Program information may be made available in languages other than English. Persons with disabilities who require alternative means of communication to obtain program information (e.g., Braille, large print, audiotape, American Sign Language), should contact the responsible state or local agency that administers the program or USDA’s TARGET Center at (202) 720-2600 (voice and TTY) or contact USDA through the Federal Relay Service at (800) 877-8339.
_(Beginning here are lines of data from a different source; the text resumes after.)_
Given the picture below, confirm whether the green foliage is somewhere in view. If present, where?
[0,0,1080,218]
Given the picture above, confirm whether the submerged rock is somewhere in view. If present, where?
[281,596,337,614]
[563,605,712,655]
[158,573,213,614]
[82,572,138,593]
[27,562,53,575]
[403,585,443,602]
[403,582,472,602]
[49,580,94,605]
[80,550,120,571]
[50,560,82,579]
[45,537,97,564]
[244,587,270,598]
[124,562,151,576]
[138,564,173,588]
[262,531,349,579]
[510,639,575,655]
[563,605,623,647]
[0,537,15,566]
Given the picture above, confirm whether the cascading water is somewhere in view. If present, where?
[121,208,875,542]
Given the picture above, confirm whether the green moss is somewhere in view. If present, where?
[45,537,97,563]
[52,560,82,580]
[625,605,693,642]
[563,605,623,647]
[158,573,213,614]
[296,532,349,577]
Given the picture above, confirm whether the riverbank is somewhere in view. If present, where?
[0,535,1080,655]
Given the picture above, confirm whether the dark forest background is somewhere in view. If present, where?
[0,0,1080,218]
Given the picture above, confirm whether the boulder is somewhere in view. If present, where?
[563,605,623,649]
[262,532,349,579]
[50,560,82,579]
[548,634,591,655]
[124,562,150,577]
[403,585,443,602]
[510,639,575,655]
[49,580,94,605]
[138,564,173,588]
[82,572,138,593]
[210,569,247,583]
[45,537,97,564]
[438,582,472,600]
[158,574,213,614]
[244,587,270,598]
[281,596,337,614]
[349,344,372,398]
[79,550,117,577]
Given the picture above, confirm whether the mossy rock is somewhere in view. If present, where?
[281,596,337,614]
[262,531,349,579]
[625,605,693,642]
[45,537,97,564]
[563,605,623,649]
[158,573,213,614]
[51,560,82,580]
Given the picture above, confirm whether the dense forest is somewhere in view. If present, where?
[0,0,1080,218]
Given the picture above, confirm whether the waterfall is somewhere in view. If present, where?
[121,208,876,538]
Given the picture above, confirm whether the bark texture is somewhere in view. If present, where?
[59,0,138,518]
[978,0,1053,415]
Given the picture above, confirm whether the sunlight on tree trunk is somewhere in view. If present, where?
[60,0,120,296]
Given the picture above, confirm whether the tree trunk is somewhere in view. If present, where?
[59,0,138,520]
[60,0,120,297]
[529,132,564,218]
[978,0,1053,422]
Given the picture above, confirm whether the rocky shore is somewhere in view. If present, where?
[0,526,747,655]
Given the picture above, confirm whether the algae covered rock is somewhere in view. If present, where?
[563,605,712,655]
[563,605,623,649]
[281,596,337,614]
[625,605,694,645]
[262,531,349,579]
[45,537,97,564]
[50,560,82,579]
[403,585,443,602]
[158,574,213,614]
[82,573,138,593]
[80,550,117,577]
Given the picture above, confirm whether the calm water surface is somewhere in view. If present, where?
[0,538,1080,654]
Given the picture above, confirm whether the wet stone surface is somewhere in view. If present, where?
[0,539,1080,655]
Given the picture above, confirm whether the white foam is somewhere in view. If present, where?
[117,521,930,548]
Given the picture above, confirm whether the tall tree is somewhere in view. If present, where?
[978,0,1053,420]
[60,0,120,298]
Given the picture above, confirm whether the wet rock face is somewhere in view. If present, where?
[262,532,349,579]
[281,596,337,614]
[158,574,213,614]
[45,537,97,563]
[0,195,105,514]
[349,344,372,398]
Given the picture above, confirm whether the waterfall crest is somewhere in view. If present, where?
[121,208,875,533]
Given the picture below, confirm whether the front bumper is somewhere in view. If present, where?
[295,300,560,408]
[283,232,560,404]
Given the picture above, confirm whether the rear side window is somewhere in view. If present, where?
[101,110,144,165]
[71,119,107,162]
To file a program discrimination complaint, a Complainant should complete a Form AD-3027, USDA Program Discrimination Complaint Form which can be obtained online at: https://www.usda.gov/sites/default/files/documents/USDA-OASCR%20P-Complaint-Form-0508-0002-508-11-28-17Fax2Mail.pdf, from any USDA office, by calling (866) 632-9992, or by writing a letter addressed to USDA. The letter must contain the complainant’s name, address, telephone number, and a written description of the alleged discriminatory action in sufficient detail to inform the Assistant Secretary for Civil Rights (ASCR) about the nature and date of an alleged civil rights violation. The completed AD-3027 form or letter must be submitted to USDA by:
1. mail: U.S. Department of Agriculture Office of the Assistant Secretary for Civil Rights 1400 Independence Avenue, SW Washington, D.C. 20250-9410; or
2. fax: (833) 256-1665 or (202) 690-7442; or
3. email: email@example.com
This institution is an equal opportunity provider.